Oddly we now hardly hear about "greenhouse gases" and "global warming" as much as we do just generic "climate change" attributed to "fossil fuels" without any interconnecting mechanisms. As if a rung on the logical ladder were broken but the ladder itself is too important to discard.

It's not difficult to see that US media is awful about abandoning on-going "narratives" in favor of the novel and celebrity-driven. Mass shootings (and vehicular homicide, and IEDs) by "lone wolf" crazy people (sometimes and even often, Muslims) against crowds in Europe are so un-headlined that our own mass murders seem odd by comparison. China's gradual incursions into Hong Kong are supplanted by Russia/Ukraine. And it's not like "Gay" rights are a solved problem but who cares, we move to the problems of the "trans" community.
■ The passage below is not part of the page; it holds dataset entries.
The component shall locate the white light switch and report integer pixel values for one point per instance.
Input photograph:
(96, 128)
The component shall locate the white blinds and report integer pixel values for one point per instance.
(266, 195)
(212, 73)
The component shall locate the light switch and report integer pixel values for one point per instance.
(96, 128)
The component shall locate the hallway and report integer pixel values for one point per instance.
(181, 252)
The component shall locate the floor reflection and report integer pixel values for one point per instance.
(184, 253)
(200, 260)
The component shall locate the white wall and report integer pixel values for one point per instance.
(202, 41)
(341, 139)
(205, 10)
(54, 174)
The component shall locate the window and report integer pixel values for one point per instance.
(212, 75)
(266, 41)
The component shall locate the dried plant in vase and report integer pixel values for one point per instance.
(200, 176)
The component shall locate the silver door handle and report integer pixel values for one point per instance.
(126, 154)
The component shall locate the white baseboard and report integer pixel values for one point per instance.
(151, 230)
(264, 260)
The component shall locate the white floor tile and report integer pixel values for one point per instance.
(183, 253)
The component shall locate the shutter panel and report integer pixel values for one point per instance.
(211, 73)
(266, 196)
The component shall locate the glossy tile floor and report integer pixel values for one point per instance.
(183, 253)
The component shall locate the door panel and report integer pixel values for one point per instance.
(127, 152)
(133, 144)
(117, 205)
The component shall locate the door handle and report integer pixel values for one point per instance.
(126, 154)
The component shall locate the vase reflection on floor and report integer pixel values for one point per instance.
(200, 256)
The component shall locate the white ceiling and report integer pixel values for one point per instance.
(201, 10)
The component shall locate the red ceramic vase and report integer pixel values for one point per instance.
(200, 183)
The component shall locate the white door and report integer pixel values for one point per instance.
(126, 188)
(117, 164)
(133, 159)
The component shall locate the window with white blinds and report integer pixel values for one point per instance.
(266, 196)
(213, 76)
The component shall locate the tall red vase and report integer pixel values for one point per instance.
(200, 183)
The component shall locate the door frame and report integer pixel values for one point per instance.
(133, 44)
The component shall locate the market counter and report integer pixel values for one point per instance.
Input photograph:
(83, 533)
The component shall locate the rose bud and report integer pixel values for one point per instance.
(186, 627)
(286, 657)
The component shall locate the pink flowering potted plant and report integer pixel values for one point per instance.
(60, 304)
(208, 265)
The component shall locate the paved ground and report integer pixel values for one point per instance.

It's a likely useful heuristic to look for "holes" but maybe not to use in isolation of other tools.

Assistant Village Idiot said...

" As if a rung on the logical ladder were broken but the ladder itself is too important to discard. "

Yeah, pretty much that.

Texan99 said...

It got harder and harder to find any horror stories about treatment of gays, but it's still possible to find people who--gasp--don't want to date a woman with male genitals, or even share a bathroom with him/her. You've got to keep moving the goalposts in order to find new "intolerant" people.

james said...

Cold fusion is an interesting example. It trailed away in the news when the P&F results were found hard to verify and P&F themselves proved excessively cagey about letting other people inspect their setup. And some people started to notice that the "energy excess" was on top of a hot apparatus; getting useful energy out, assuming it was true at all, was going to be complicated.
It might look like suppression if you didn't look at the problems with P&F's work with an engineer's eye.

But the same day the P&F paper came out to hoopla, another paper circulated--I read a fax of a fax of a fax--with far more reasonable results: a slight neutron excess. Nothing you'd generate free energy with, but a perfectly reasonable nuclear physics result.

If you relied on the newspaper alone, you'd not discover that there were many efforts to reproduce the results, over quite a few years, using several different schemes to dissolve hydrogen and heat the result--and, IIRC, even an attempt to pressurize the active volume to get the hydrogen nuclei even closer together.

The information was out there, but it wasn't tossed on your doorstep.